Mit uns hat er darüber gesprochen, wie eine Beziehung auf Augenhöhe aussehen kann, wieso Sex auch mal schlecht sein muss und warum allein Liebe nie genug ist!

Zumindest in diesem Interview sagt er zwar nicht, warum Sex schlecht sein muss, aber offenbar ist meine Erwartungshaltung an Interviews entweder zu romantisch – die Gedanken- und Gefühlswelt des Interviewten wird empathisch durchdrungen – oder zu aufgeklärt – Inhalte werden sauber analysiert oder zumindestens richtig wiedergegeben.

WIENERIN: Was sind deine wichtigsten Erkenntnisse über die Liebe?

Nils Pickerts: Bedingungslose Liebe existiert nicht, weil wir nicht ohne Bedingungen existieren.

Bedingungen, die man zum Leben braucht, sind nicht die Bedingungen, die man von seinem Partner erwartet. Außer, man macht sich abhängig. Aber gut, typischerweise gibt es Bedingungen an einen Partner.

Wenn wir alle von dem hohen Ross heruntersteigen, auf dass wir als Liebespaar in den Sonnenuntergang reiten sollen, dann trägt uns unsere Liebe sehr viel weiter.

Die Vermischung verschiedener Klischees und Redensarten ist ja ganz witzig, aber wen meint er mit „uns“? Theroretisch sich und seine Frau, aber wer bin ich schon, das zu wissen?

Wenn wir uns als Paare nicht durch die Gleichberechtigung unserer Ansprüche und Bedürfnisse in Wohlwollen halten können, machen wir es der Liebe sehr schwer.

DAS ist mal eine Andeutung, warum er „Gleichberechtigung“ und „Romantik“ für Gegensätze hält. Ein „romantisches“ Paar versucht vllt. nicht, einen Kompromiss aus den jeweiligen Ansprüche und Bedürfnissen zu finden, was irgenwann ein Problem wird. Aber hauptsächlich dann, wenn das asymetrisch abläuft: die eine Hälfte des Paares verzichtet aus „romantischer Liebe“ auf vieles, die andere auf weniges.

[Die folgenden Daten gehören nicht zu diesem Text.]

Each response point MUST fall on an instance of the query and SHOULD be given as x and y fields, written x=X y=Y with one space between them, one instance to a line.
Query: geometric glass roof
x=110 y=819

Gleich im ersten Kapitel sagst du: Wer weiß, ob deine Beziehung ewig halten wird. Sollten wir aufhören uns an das „Für immer“ zu klammern?

Unbedingt. Wieso sollte eine Liebe, die ein paar Wochen, Monate oder Jahre andauert schlechter sein als eine, die ein Leben lang anhält?

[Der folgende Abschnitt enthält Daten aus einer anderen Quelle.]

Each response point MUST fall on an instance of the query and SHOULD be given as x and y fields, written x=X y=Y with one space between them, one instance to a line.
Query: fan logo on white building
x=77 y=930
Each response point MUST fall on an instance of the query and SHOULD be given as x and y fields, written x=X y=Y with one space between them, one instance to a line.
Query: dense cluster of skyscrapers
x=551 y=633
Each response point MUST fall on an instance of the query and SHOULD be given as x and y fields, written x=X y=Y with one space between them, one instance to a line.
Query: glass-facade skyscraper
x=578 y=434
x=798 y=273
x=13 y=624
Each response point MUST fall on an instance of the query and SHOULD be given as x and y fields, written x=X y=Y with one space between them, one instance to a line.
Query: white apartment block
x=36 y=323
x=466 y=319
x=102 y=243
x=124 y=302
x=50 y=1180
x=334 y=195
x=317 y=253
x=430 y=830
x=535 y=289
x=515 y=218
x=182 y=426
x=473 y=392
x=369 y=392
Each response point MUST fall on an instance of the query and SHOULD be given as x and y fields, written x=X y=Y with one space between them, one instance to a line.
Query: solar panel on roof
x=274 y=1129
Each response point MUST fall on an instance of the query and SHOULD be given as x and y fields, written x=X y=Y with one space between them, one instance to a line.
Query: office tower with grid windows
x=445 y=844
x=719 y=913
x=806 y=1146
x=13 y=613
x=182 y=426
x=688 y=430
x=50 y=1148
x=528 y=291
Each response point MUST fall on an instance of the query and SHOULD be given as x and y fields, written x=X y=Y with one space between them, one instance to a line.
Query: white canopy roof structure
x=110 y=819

Warum sollte ein Haus, ein Auto, ein Fernseher oder was auch immer, was nach kurzer Zeit kaputt geht, schlechter sein als eine ansonsten gleichwertige Sache, die länger hält als die Eigentümer leben? Oder umgekehrt – ist es nicht einfacher, eine vorhandene Beziehung möglichst stabil zu führen, als nach jedem Scheitern von vorne anzufangen?

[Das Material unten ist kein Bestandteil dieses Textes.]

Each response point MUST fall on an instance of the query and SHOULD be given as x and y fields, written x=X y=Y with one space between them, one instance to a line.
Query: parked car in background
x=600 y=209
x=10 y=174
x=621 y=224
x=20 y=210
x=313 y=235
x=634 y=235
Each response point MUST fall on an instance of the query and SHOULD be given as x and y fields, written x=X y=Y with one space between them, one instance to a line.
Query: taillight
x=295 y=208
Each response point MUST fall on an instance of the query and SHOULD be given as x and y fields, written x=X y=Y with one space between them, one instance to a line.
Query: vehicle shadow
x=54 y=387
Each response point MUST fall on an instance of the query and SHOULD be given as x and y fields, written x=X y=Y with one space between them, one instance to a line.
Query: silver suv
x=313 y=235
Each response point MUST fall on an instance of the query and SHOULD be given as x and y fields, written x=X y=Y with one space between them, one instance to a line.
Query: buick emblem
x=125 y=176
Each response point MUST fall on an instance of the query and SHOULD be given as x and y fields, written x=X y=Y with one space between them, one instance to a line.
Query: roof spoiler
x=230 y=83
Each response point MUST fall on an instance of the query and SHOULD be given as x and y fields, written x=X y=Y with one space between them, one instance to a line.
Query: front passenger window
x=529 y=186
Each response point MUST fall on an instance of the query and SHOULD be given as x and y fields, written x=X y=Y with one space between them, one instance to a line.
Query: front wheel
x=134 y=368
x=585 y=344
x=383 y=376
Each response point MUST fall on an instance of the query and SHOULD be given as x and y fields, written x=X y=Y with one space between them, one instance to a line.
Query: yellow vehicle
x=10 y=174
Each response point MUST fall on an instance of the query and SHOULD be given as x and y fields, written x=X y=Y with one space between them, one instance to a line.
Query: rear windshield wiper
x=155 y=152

Liebe darf ein Verfallsdatum haben. Sie darf scheitern, straucheln und fallen. Wir tun es doch auch.

Ok, manche Sachen halten leider nicht so lange wie es wünschenswert ist. Warum jahrelang für einen Beruf lernen, den man nur ein paar Jahre lang ausübt? Achja, macht niemand freiwillig so.

Du sprichst in deinem Buch an, dass jede Beziehung einen Beziehungsvertrag braucht. Wie kann so etwas aussehen?

Er beinhaltet einfach, was wir von einer Beziehung erwarten

Und wenn die eine Hälfte sagt: „Lebenslang!“ und die andere: „20 Jahre reichen.“ ist das evt. etwas, was man vllt. vorher ausdiskutieren sollte, ok. Aber auch hier die Frage: Warum sollte man gegensätzliche Erwartungen überhaupt versuchen zu erfüllen, wenn man einfach sagen könnte, „Dann halt nicht!“??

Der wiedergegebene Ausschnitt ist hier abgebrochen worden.